Hat die Vernunft bereits kapituliert?

  Wenn man sich manche Diskussionen in Österreich zu verschiedenen Themen ansieht, dann gewinnt man den Eindruck, dass mit einzelnen Wortmeldungen lediglich persönliche oder die Interessen bestimmter Gruppierungen verfolgt werden. Die Sache selbst ist eigentlich uninteressant und wird auch nicht ernsthaft diskutiert. Das scheint auch auf Diskussionen zum Thema Sicherheit unseres Staates zuzutreffen.

 So hat zwar General Mag.

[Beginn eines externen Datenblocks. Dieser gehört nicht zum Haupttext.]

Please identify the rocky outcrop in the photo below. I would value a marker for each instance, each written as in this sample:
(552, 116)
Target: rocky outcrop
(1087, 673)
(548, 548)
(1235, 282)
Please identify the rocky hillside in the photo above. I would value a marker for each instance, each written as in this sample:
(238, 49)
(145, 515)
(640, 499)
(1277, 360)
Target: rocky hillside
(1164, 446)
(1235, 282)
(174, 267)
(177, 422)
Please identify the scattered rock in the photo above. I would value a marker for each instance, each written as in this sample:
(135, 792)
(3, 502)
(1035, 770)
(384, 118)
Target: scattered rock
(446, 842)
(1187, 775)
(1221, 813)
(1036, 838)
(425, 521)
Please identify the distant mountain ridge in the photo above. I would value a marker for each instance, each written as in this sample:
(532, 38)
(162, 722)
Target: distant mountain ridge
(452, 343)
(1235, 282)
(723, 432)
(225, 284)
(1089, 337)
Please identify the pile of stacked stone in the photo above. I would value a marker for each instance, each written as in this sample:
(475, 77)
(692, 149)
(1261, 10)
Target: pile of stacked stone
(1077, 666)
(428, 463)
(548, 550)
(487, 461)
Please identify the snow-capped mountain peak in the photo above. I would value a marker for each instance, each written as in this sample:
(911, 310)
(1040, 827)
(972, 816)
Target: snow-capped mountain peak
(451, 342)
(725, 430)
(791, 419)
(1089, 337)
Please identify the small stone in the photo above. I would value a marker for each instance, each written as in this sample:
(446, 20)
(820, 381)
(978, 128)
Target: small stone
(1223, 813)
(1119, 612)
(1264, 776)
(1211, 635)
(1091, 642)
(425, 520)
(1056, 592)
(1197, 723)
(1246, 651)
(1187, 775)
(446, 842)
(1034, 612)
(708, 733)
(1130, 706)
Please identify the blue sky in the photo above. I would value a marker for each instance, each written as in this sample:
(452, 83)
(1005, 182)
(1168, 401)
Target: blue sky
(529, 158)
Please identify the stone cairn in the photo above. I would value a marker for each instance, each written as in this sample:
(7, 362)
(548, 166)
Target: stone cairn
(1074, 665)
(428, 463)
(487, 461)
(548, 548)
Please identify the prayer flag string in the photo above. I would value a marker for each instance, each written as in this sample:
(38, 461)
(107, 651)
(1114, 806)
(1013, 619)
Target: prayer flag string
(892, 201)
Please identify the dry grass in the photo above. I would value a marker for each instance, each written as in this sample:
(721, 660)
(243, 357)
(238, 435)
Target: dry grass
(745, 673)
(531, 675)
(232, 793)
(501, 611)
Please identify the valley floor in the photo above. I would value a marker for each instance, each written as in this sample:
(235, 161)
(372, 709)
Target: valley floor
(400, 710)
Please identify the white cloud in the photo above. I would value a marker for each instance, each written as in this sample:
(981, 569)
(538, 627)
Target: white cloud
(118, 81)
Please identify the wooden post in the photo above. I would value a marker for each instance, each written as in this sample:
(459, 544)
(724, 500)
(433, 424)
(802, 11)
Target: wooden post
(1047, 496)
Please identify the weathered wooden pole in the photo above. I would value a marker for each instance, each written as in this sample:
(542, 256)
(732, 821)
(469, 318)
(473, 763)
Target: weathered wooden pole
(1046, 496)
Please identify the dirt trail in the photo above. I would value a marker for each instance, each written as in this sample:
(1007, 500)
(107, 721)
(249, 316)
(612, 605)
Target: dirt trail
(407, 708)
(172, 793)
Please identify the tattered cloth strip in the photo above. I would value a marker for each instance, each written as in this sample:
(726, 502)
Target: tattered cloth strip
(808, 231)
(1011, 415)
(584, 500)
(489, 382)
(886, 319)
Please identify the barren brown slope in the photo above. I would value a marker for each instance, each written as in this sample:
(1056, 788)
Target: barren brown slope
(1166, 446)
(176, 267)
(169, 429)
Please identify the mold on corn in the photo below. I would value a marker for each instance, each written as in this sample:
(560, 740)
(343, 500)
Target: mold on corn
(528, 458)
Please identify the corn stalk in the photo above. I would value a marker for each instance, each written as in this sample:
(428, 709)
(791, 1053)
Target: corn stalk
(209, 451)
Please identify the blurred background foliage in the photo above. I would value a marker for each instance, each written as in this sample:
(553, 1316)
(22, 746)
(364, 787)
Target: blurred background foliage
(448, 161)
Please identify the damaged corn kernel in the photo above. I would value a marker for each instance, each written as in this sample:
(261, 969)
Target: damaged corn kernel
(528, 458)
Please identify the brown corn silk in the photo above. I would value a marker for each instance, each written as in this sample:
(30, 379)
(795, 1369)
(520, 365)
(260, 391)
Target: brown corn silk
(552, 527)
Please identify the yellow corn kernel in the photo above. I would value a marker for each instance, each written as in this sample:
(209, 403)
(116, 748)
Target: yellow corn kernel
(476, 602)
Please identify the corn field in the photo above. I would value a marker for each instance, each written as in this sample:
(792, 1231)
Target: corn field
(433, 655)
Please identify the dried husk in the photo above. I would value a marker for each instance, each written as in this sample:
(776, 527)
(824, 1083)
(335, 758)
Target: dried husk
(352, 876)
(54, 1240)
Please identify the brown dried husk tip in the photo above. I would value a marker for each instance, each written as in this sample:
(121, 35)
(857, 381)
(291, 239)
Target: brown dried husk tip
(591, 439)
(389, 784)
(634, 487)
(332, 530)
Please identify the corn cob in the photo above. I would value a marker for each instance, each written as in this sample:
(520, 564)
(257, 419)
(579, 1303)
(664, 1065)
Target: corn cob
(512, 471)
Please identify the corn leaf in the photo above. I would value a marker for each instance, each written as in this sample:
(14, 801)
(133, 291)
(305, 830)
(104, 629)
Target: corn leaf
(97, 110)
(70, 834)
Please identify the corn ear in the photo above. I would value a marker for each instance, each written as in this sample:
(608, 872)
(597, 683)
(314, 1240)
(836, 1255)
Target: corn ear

Othmar Commenda in der Sendung „Im Zentrum“ am vergangenen Sonntag sehr sachlich seine Argumente auf den Tisch gelegt, es hat aber keiner der Diskutanten / Diskutantinnen seine oder die Argumente des Teilnehmers aus der Schweiz und der deutschen Journalistin aufgegriffen und ernsthaft dazu Stellung bezogen.

 Offensichtlich ist man aber auch seitens der für diese Sendung zuständigen Journalisten des ORF nicht daran interessiert, eine ernsthafte Diskussion zu ermöglichen. Wie sonst kann es sein, dass man zwar den Abgeordneten Dr. Pilz eingeladen hat, nicht aber Spitzenvertreter der anderen im Parlament vertretenen Parteien?

 Die Sicherheitspolitik Österreichs ist ja nicht eine Frage des Herren Abg. Dr. Pilz (obwohl er sich in einigen Wortmeldungen aufspielte, als sei er das Parlament) oder einiger Interessierter aus dem Ausland. Nein, es muss die Frage der Repräsentanten aller im Parlament vertretenen Parteien sein, weil es ein zutiefst politisches Thema ist.

 Es wäre daher wünschenswert und im Sinne der Sache, dass auch die Journalisten des ORF dies bei der Gestaltung von Diskussionsforen berücksichtigen, um eine sachliche Diskussion und Verantwortungsbewusstsein zu bewirken. Denn schließlich sind mit dem Thema Sicherheit auch die Themen Meinungs- und Pressefreiheit eng verknüpft. Weder das eine noch das andere sollten durch Unsachlichkeit oder manipulative Maßnahmen in Frage gestellt werden.

 Insgesamt aber ist in der derzeitigen Situation die Frage zu stellen, ob „das Militär“ und vor allem dessen Verantwortungsträger gegenüber der Politik und anderen Bereichen nicht schon kapituliert haben. Wenn etwa durch einen Bundesminister der unvollständige Vollzug eines Gesetzes verlangt wird oder wenn der politische Auftrag auf Grund nicht bereitgestellter Mittel nicht mehr erfüllbar ist, sollte man dann nicht laut und deutlich „Nein“ sagen?

 Mit einem „wir werden schon sehen“, „das werden wir schon irgendwie hinkriegen“ demontieren wir uns selbst und stellen unsere Kompetenzen in Frage. Als Führungskraft wird man so nach innen und nach außen unglaubwürdig und darf sich nicht wundern, wenn andere unsere Kompetenzen an sich reißen. Im Sinne der Sicherheit unserer Heimat wäre es daher an der Zeit, entsprechend handeln!

 Wir helfen gerne, wenn andere nicht mehr können. Unsere Hauptaufgabe ist aber die militärische Verteidigung Österreichs, was sonst niemand kann!